The liver's position at the apex of multiple synthetic, detoxifying, metabolic, immunological and hormonal processes predisposes to a number of complications. The most important of these are immunoparesis, renal failure and neurological dysfunction. Further liver injury often ensues in the context of an exaggerated systemic inflammatory response, due to alterations in visceral perfusion, impaired microvascular integrity and dysregulated hepatic cellular mediators.[6-8] Although support devices exist in other forms of essential organ failure, there is no reliable technology available, thus far, for liver failure. The incidence of multiple organ dysfunction (MOD) in decompensated liver disease is therefore high and, without transplantation resolution, can only occur if other acute precipitants (e.g. infection) are treated while vital extra-hepatic organs are supported.

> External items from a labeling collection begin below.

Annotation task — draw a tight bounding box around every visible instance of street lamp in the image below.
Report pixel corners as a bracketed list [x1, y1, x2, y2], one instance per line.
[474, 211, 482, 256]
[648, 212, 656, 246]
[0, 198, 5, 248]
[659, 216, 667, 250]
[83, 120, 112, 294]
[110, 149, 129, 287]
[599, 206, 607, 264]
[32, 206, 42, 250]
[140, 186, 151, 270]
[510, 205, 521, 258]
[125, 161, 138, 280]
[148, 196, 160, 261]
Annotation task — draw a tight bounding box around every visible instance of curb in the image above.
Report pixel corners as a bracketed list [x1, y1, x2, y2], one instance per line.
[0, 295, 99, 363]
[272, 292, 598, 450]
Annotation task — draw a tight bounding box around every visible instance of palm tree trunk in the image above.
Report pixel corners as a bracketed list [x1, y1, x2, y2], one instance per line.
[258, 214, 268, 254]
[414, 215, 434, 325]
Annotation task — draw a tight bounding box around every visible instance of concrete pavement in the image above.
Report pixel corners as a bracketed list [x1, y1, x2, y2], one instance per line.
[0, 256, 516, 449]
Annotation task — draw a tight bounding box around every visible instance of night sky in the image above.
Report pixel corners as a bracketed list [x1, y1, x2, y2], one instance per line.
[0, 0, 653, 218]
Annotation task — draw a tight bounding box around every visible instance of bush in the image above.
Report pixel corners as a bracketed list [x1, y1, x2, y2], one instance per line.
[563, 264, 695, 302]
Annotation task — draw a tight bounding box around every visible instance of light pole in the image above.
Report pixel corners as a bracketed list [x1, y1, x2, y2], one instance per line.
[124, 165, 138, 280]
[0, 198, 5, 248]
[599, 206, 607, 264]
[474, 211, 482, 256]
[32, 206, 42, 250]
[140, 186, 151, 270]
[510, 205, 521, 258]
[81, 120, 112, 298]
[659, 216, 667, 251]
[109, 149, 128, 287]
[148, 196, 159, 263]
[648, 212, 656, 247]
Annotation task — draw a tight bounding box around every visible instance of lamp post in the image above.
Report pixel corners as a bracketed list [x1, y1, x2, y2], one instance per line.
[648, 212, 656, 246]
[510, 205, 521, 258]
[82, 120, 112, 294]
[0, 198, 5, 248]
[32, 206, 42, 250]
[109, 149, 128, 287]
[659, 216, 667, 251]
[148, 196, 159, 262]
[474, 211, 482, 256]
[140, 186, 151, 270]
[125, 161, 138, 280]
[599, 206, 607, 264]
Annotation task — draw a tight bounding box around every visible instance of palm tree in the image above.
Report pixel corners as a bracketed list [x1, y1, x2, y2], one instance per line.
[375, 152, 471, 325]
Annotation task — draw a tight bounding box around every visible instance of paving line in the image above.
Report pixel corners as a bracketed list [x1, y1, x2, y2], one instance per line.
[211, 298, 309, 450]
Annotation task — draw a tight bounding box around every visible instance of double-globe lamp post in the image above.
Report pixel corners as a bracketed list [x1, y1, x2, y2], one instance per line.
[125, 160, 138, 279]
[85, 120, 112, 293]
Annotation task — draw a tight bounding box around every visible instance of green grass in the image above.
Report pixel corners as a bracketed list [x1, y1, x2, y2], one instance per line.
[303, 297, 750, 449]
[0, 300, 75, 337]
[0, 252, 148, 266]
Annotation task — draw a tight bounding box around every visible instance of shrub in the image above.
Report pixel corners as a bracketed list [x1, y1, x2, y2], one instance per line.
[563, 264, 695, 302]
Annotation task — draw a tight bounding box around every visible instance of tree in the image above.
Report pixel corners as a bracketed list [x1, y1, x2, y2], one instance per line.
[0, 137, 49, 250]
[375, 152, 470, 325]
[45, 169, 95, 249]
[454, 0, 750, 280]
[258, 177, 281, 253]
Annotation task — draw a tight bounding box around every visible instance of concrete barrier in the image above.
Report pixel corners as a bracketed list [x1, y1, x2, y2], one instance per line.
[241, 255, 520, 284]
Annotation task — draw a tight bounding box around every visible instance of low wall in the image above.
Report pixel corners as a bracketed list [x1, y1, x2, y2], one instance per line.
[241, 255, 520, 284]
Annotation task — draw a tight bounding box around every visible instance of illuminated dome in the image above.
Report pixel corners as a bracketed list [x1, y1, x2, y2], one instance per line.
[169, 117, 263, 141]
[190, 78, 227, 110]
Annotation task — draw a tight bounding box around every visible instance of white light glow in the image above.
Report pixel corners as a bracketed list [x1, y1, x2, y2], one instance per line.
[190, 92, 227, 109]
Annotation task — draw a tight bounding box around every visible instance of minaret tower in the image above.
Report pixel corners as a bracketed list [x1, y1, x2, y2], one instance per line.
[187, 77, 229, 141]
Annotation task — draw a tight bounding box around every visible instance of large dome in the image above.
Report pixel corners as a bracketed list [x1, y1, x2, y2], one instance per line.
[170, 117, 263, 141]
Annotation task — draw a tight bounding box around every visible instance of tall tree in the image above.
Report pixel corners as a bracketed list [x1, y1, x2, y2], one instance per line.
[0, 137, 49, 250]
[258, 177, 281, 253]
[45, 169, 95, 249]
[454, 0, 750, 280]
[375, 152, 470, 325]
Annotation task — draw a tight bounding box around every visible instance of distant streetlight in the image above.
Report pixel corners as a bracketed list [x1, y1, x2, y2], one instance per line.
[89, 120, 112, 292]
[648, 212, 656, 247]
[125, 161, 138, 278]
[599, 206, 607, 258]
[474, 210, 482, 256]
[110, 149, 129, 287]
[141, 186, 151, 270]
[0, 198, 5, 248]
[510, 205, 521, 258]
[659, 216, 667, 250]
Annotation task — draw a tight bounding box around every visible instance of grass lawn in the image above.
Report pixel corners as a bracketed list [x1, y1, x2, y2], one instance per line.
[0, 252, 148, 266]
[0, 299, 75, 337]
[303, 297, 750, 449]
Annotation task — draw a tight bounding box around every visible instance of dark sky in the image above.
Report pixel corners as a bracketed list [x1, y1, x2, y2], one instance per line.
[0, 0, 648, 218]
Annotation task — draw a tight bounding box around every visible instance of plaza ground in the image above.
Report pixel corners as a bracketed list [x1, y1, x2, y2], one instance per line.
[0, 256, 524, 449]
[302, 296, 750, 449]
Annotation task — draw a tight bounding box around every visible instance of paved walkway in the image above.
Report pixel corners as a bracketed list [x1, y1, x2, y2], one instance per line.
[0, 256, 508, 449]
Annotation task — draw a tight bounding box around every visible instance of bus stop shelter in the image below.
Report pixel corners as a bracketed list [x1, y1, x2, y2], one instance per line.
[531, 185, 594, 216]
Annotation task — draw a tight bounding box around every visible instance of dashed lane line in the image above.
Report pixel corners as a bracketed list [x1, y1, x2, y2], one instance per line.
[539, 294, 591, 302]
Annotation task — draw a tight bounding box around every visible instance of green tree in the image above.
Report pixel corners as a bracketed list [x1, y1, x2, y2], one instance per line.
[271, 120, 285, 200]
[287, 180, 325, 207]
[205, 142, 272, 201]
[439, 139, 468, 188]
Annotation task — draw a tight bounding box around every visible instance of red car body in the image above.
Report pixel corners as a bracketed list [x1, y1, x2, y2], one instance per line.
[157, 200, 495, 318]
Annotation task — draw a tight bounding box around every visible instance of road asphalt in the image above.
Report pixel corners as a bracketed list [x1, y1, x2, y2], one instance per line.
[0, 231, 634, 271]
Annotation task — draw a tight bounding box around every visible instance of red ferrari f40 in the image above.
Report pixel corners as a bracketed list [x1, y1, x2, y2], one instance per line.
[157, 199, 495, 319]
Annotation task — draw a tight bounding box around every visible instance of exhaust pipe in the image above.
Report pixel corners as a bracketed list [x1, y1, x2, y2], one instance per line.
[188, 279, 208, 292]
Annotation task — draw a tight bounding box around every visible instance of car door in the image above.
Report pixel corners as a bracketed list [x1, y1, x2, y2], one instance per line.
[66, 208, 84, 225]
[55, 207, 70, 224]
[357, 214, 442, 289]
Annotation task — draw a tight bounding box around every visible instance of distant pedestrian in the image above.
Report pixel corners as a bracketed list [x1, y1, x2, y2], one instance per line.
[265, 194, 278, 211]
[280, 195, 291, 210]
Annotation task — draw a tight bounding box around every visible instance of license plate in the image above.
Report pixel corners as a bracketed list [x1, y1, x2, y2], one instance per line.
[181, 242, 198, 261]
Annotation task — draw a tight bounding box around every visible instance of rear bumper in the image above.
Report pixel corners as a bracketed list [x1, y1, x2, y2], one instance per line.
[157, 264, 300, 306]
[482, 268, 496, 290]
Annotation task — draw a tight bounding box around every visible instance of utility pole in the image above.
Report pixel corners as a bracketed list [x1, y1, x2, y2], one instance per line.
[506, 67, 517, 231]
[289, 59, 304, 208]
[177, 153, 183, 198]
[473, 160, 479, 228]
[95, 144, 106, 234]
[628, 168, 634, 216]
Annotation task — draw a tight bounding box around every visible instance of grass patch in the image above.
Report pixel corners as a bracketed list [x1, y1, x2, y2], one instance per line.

Historical Prognosis and Therapeutic Pessimism

Historically, observational intensive care (ICU) studies have reported mortality rates for patients with CLD and critical illness of greater than 60%.[9-15] Most strikingly, a 1983 publication by Goldfarb et al. reported 89% ICU mortality in a group of 100 mechanically ventilated CLD patients.[16] The group went on to report a statistical probability for ‘fatal evolution’ of this scenario of between 95% and 100%. A recent analysis of over 16 000 general ICU patients with cirrhosis admitted to 192 ICUs over a 13-year period found that overall ICU mortality was 65%, rising to around 90% with sepsis if more than 1 day of respiratory support and renal support were required.[4] Secondary care data, which may reflect a less highly selected cohort of patients with CLD, has challenged this rather fatalistic message, demonstrating ICU and hospital mortality rates of only 38% and 47% respectively.[17] This study also highlighted how important it is to differentiate MOF from a patient requiring single organ support (21% mortality for single organ failure vs. 63% for three or more failing organs). Although not reaching significance, mortality was also lower in those patients ventilated for airway protection rather than respiratory failure (33% vs. 67%).

Therefore, a general perception of poor outcome for patients with cirrhosis who require organ support remains prevalent in clinical practice. This cannot be shown to have translated to bias in the prioritisation of patients for admission to ICU as such data would be very difficult to source; however, most hepatologists will have confronted such prognostic pessimism when advocating for the admission of their patients, sometimes disproportionate to the actual degree of organ failure that has evolved. An over-simplistic and unchallenged approach to ‘organ failure’, if universally regarded as carrying a mortal prognosis, will not adequately discriminate between degrees of severity. There is a danger, in the authors' view, that such an approach will lead to potentially salvageable patients being denied life-saving therapy.

Modern Developments

Renal failure – truly the end of the road?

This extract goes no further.